5ème station : Saint Simon de Cyrène aide Jésus à porter sa croix. Grand’mère disait : Voyons, mes petits roitelets, ensemble, ce qu’on redit à la dernière heure de la vie : Pater, Ave, Gloria. Amen. – Fac ut ardeat cor meum. / In amando Christum Deum, / Ut sibi complaceam. – Sancta Mater, istud agas, / Crucifixi fige plagas / Cordi meo valide. Faites que mon cœur aime avec ardeur le Christ mon Dieu, et ne songe qu’à lui plaire. Mère sainte, imprimez profondément dans mon cœur les plaies du Crucifié.
6ème station : Sainte Véronique essuie le visage de Jésus. Pater, Ave, Gloria. Amen, et on chantait : 12 [ Tui nati vulnerati, / Tam dignati pro me pati, / Poenas mecum divide. Donnez-moi part aux douleurs que votre fils a daigné endurer pour moi.

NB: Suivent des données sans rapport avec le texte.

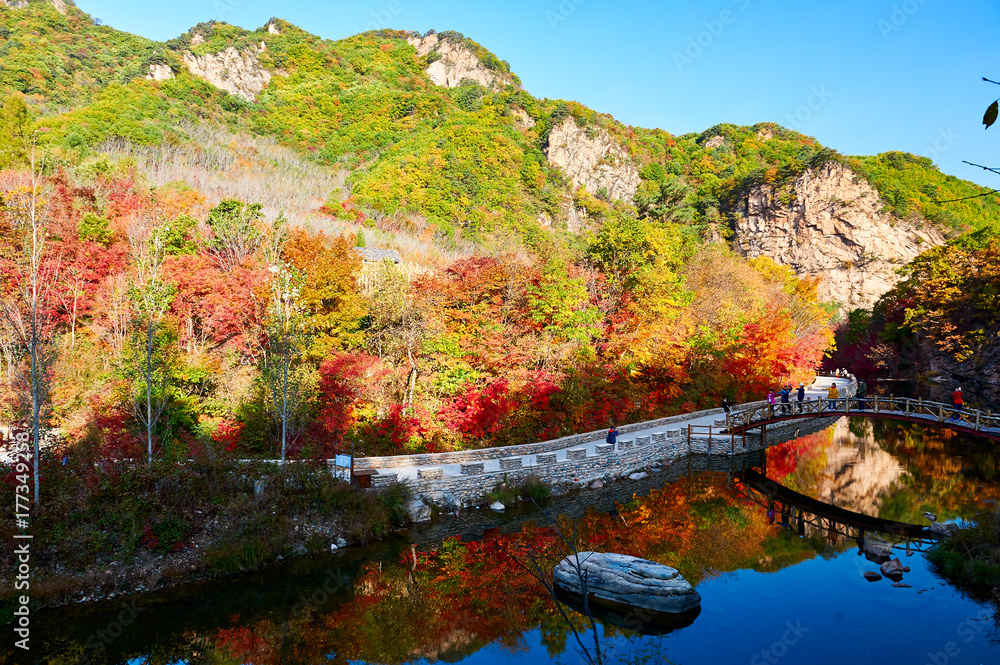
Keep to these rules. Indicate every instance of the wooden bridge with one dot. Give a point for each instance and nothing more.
(797, 510)
(966, 421)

7ème station : Jésus tombe pour la deuxième fois. Pater, Ave, Gloria. Amen – 13 Fac me tecum pie flere, / Crucifixo condolere, / Donec ego vixero. / 14 Juxta crucem tecum stare, / Et me tibi sociare / In planctu desidero. 15 Virgo virginum praeclara, / Mihi jam non sis amara : 13 Faites que je pleure de compassion avec vous, que je compatisse à votre Crucifié, tous les jours de ma vie. 14 Mon désir est de demeurer avec vous près de la croix, et de m’associer pour toujours à votre deuil.15 Vierge, la plus noble des vierges, ne me soyez pas sévère ; laissez-moi pleurer avec vous.
8ème station : Jésus rencontre les filles de Jérusalem. Pater, Ave, Gloria. Amen /16 Fac me tecum plangere. Fac ut portem Christi mortem, / Passionis fac consortem, / Et plagas recolere. 16 Que je porte en moi la mort du Christ ; que je partage sa Passion ; que je garde le souvenir des plaies qu’il a souffertes.

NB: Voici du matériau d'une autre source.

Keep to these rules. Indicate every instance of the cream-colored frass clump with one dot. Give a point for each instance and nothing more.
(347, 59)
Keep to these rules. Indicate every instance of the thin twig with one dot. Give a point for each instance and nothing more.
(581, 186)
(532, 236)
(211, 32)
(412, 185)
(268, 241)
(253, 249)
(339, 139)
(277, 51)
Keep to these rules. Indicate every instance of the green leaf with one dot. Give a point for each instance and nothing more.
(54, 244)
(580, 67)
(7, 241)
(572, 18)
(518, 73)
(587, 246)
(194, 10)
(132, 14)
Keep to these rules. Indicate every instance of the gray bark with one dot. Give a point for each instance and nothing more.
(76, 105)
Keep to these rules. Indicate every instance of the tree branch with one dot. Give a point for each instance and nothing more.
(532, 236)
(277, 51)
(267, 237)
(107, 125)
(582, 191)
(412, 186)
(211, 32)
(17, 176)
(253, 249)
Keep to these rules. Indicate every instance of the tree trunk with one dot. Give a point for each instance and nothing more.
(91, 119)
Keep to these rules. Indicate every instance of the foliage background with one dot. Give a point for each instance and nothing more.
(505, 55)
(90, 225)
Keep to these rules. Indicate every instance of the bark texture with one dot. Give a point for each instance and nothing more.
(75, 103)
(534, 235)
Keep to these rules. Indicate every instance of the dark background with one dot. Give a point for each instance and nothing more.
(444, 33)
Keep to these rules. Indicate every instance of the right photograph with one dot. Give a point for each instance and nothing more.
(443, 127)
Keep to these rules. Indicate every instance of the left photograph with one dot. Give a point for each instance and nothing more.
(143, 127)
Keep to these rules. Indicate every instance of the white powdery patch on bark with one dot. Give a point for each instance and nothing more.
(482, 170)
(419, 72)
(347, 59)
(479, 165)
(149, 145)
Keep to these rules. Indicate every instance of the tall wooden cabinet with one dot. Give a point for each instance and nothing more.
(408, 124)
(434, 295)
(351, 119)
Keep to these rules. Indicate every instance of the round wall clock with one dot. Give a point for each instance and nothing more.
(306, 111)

9ème station : Jésus est tombé pour la troisième fois. Pater, Ave, Gloria. Amen. 17 Fac me plagis vulnerari, / Fac me cruce inebriari, / Et cruore filii. Faites que ses blessures soient miennes ; que je sois enivré de la croix et du sang de votre fils.. On chantait : Vive Jésus, vive sa croix. Oh ! c’est bien juste qu’on l’aime. Vive Jésus, vive sa croix (2 fois). Puisque pour moi Il est mort sur la croix. Vive Jésus, vive sa croix.
10ème station : Jésus est dépouillé de ses vêtements. Pater, Ave, Gloria. Amen, souvent les hommes venaient là, et priaient, chacun était respectueux, voyez-vous. 18 Flammis ne urar succensus, / Per te, Virgo, sim defensus, / In die judicii. O Vierge, gardez-moi des feux dévorants ; défendez-moi vous-même au jour du jugement
11ème station : Jésus est cloué sur le bois de la Croix. Pater, Ave, Gloria. Amen.
12ème station : Jésus meurt sur la Croix, à genoux, Pater, Ave, Gloria. Amen. 19 Christe, cum sit hinc exire, / Da per Matrem me venire / Ad palmam victoriae. O Christ, quand il me faudra sortir de cette vie, accordez-moi, par votre Mère, la palme victorieuse (à genoux, les mains jointes)
13ème station : Jésus est déposé dans les bras de sa Mère. Pater, Ave, Gloria. Amen. 20 Quando corpus morietur, / Fac ut animae donetur / Paradisi gloria. Amen.… Et lorsque mon corps devra subir la mort, daignez accorder à mon âme la gloire du paradis. Amen.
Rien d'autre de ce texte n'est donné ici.